JelajahPesantren.Com – Bulan Dzulhijjah adalah bulan ke-12, bulan terakhir dalam kaleder hijriyah yang didalamnya ada agenda ritual ibadah haji, yang merupakan rukun Islam ke-5, terakhir. Penempatan tata laksana (kaifiah) rukun Islam terakhir di bulan terakhir ini tentu menarik dikaji sebagai literasi religiositas.

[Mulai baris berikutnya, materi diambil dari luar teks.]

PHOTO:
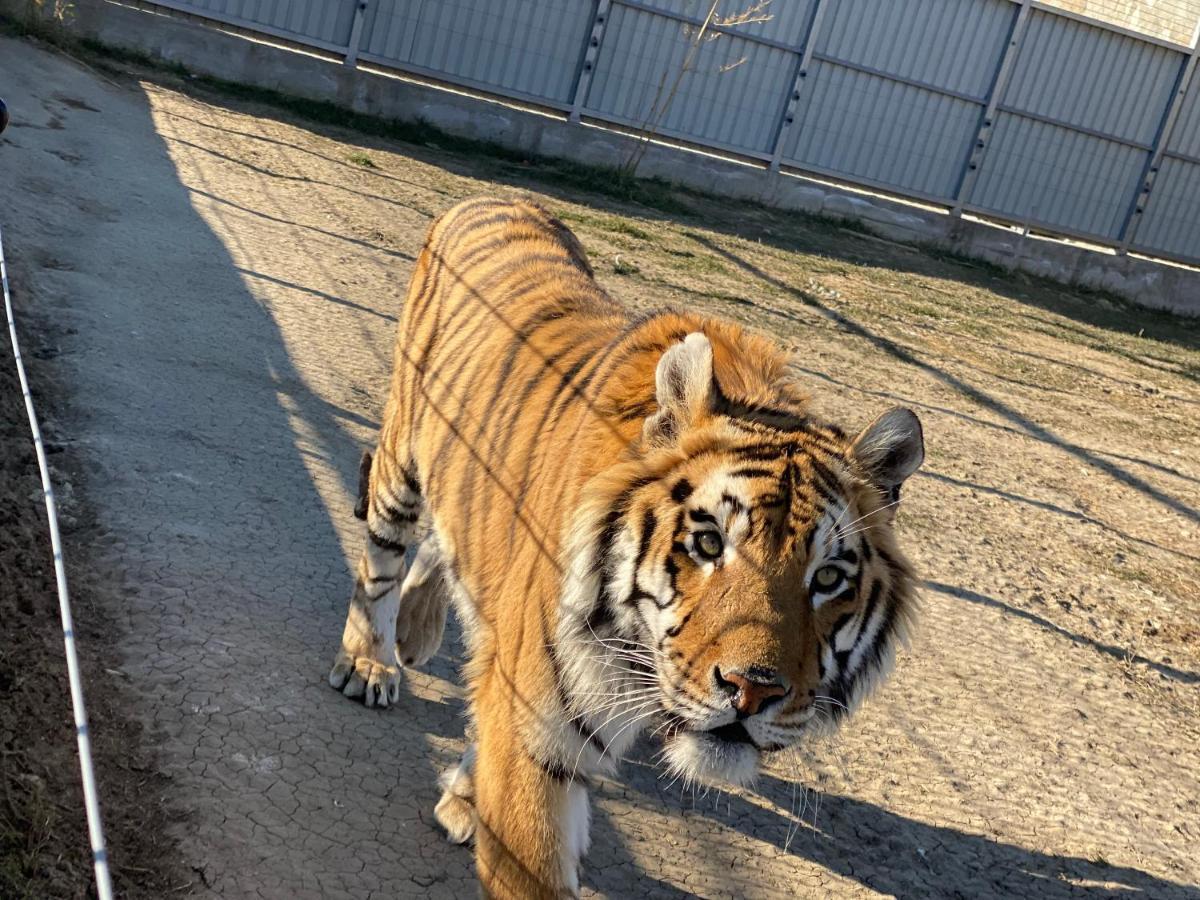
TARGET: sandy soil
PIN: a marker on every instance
(225, 281)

Keefe dan Copeland (2011) mengatakan bahwa literasi meliputi komunikasi, kontak, dan harapan. Interaksi komunikasi, kontak dan harapan melibatkan antar individu yang memiliki potensi untuk pemberdayaan. Sehingga literasi didefinisikan sebagai tanggung jawab bersama setiap individu dalam masyarakat; yaitu mengembangkan pembuatan makna dengan semua mode komunikasi manusia untuk mengirim dan menerima informasi.

Dalam Journal of Islamic Marketing makna religiositas menurut Rahman, dkk (2015) adalah sejauh mana seorang individu berkomitmen dan mengabdi pada agamanya dan sejauh mana agama ini tercermin dalam perilaku dan sikapnya.

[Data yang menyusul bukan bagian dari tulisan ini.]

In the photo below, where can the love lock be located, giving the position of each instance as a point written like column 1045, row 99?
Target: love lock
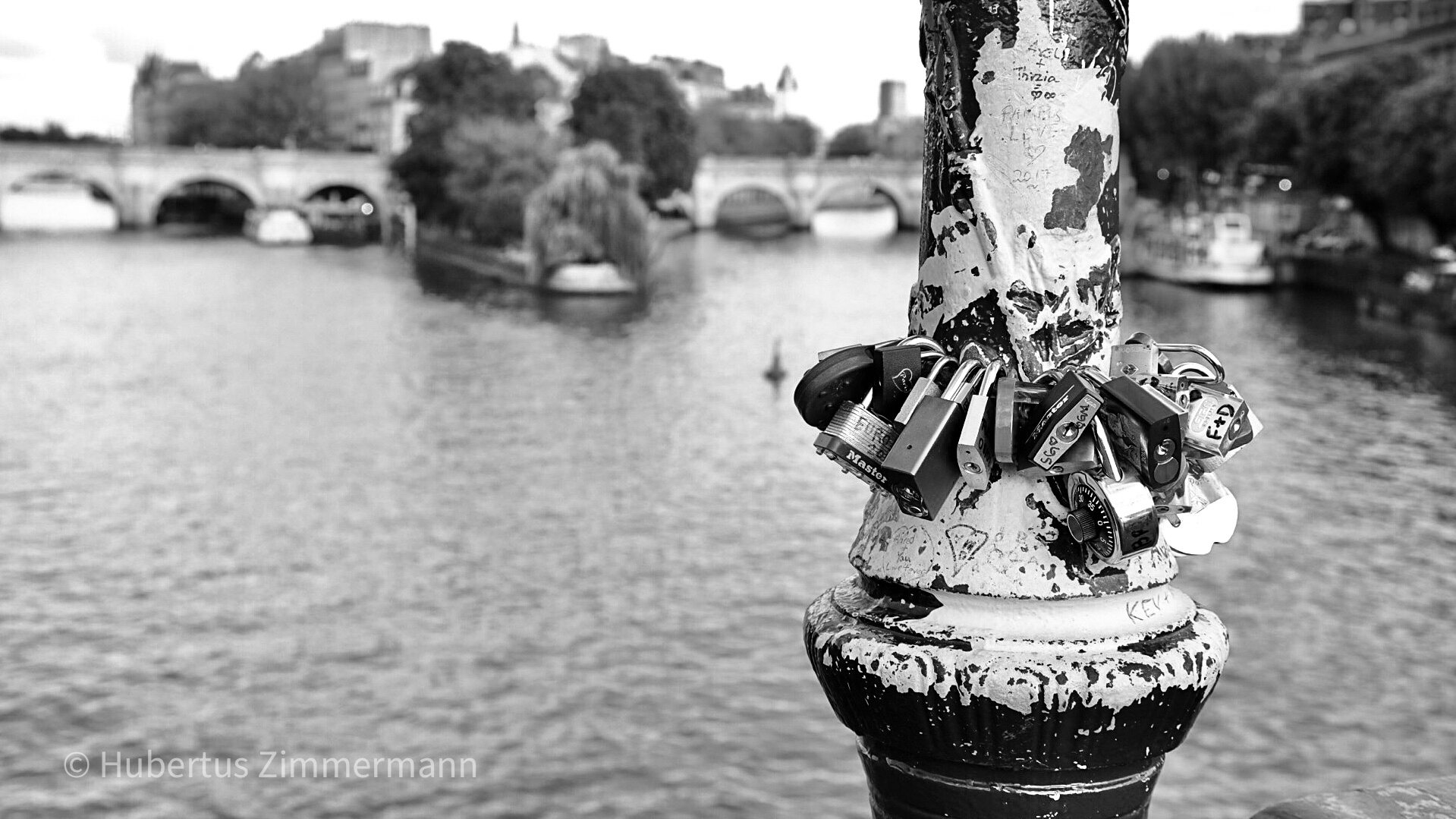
column 1212, row 516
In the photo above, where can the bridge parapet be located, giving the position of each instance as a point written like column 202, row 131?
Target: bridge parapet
column 803, row 184
column 137, row 178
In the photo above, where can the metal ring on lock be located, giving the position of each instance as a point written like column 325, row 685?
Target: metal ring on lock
column 923, row 342
column 1215, row 364
column 961, row 378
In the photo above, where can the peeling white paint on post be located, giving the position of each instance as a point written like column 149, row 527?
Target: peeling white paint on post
column 1018, row 260
column 985, row 666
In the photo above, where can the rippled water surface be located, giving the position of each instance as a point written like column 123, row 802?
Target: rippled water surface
column 302, row 502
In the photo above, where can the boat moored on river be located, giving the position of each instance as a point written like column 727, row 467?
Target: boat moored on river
column 1204, row 248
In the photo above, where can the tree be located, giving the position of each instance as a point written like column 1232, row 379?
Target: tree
column 589, row 212
column 1407, row 156
column 641, row 114
column 494, row 165
column 852, row 140
column 464, row 82
column 1188, row 104
column 269, row 106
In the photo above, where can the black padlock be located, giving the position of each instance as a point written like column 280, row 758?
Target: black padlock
column 844, row 375
column 898, row 367
column 1145, row 429
column 922, row 470
column 1060, row 418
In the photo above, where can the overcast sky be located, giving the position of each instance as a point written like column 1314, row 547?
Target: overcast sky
column 73, row 60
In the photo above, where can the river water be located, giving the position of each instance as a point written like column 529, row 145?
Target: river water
column 300, row 503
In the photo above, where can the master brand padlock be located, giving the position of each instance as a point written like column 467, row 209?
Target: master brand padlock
column 971, row 446
column 858, row 440
column 1113, row 519
column 1145, row 429
column 1216, row 418
column 920, row 467
column 1060, row 418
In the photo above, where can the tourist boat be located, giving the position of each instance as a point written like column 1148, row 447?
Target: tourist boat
column 55, row 206
column 277, row 226
column 589, row 279
column 1206, row 248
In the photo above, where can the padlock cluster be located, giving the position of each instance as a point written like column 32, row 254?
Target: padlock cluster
column 1132, row 452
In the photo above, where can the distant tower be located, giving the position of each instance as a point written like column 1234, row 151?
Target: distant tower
column 892, row 101
column 784, row 93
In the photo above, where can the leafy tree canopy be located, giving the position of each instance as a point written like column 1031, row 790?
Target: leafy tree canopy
column 494, row 165
column 462, row 83
column 1188, row 104
column 640, row 112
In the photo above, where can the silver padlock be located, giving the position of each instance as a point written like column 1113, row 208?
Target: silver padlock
column 858, row 440
column 1113, row 519
column 971, row 448
column 926, row 386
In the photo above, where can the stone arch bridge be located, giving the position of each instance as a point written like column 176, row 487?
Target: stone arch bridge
column 803, row 184
column 139, row 178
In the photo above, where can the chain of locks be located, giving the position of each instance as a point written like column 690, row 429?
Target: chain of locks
column 1132, row 452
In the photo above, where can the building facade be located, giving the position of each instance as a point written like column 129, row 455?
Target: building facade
column 356, row 73
column 162, row 90
column 1341, row 30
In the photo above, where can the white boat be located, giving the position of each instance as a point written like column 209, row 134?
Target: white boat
column 57, row 206
column 597, row 279
column 1210, row 248
column 277, row 226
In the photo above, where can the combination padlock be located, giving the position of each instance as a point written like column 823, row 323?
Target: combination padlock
column 858, row 440
column 971, row 446
column 1114, row 519
column 920, row 468
column 1145, row 429
column 842, row 376
column 898, row 367
column 1060, row 418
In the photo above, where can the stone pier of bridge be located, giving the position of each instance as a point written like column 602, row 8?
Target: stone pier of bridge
column 136, row 180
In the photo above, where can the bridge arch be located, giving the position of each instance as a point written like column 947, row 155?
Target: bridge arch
column 768, row 191
column 58, row 175
column 907, row 212
column 27, row 204
column 172, row 187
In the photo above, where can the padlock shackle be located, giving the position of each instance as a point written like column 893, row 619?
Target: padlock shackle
column 1203, row 353
column 963, row 375
column 988, row 378
column 1104, row 449
column 938, row 366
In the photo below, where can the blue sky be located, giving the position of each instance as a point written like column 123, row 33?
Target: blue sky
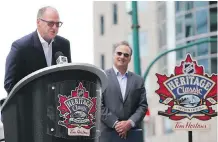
column 18, row 18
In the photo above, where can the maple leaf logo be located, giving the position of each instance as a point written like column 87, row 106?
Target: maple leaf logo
column 189, row 93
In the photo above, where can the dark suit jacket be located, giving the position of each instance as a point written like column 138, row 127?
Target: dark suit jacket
column 27, row 55
column 114, row 108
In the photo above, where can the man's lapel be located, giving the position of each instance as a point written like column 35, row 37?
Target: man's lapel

Berdasar pernyataan Keefe dan Copeland (2011) dan Rahman, dkk (2015) tersebut, definisi literasi religiusitas adalah ikhtiar yang bersifat kontinum untuk pemberdayaan individual dan komunal dalam mencapai taraf prilaku dan sikap yang mencerminkan ajaran agama yang diimani.

Kakbah Tempo Dulu

Ibadah haji sebagai salah satu rukun Islam adalah sebagai dasar beragama Islam, agama yang kita imani. Dan merupakan landasan atau sebuah fondasi bagi umat Islam agar imannya senantiasa terjaga dalam kehidupan sosial.

Salah satu keutamaan ibadah haji adalah haji mabrur. “Dan haji mabrur tidak ada balasan yang pantas baginya selain surga”. (HR Bukhari dan Muslim).

‘Mabrur’ secara etimologis berakar pada kata barra-yabirru-birrun, artinya berbuat baik atau patuh. Dan, kata birrun yang merupakan mashdar (kata benda) dari kata itu artinya kebaikan. Jadi, kata ‘mabrur’ artinya orang yang mendapatkan kebaikan atau menjadi baik. Hasan (2019) menyebut, haji mabrur adalah haji yang mendapatkan birrun, kebaikan. Haji mabrur adalah haji yang mendapatkan kebaikan atau haji yang (pelakunya) menjadi baik dan atau lebih baik.

Buku Seri Fiqih Kehidupan, Ahmad Sarwat menjelaskan ibadah haji tergolong sebagai ritual yang paling kuno. Syariat ini telah ada sejak masa Nabi Ibrahim AS dan Nabi Ismail AS.

Pendapat lain, bahkan menyebut ibadah haji sudah dilakukan sejak masa manusia pertama, Nabiyullah Adam AS. Lantaran Baitullah atau Ka’bah di Makkah merupakan masjid pertama yang didirikan di bumi, ini merujuk pada QS. Ali Imran [3]: 96. “Sesungguhnya rumah yang mula-mula dibangun untuk (tempat beribadat) manusia, ialah Baitullah yang di Bakkah (Makkah) yang diberkahi dan menjadi petunjuk bagi semua manusia.”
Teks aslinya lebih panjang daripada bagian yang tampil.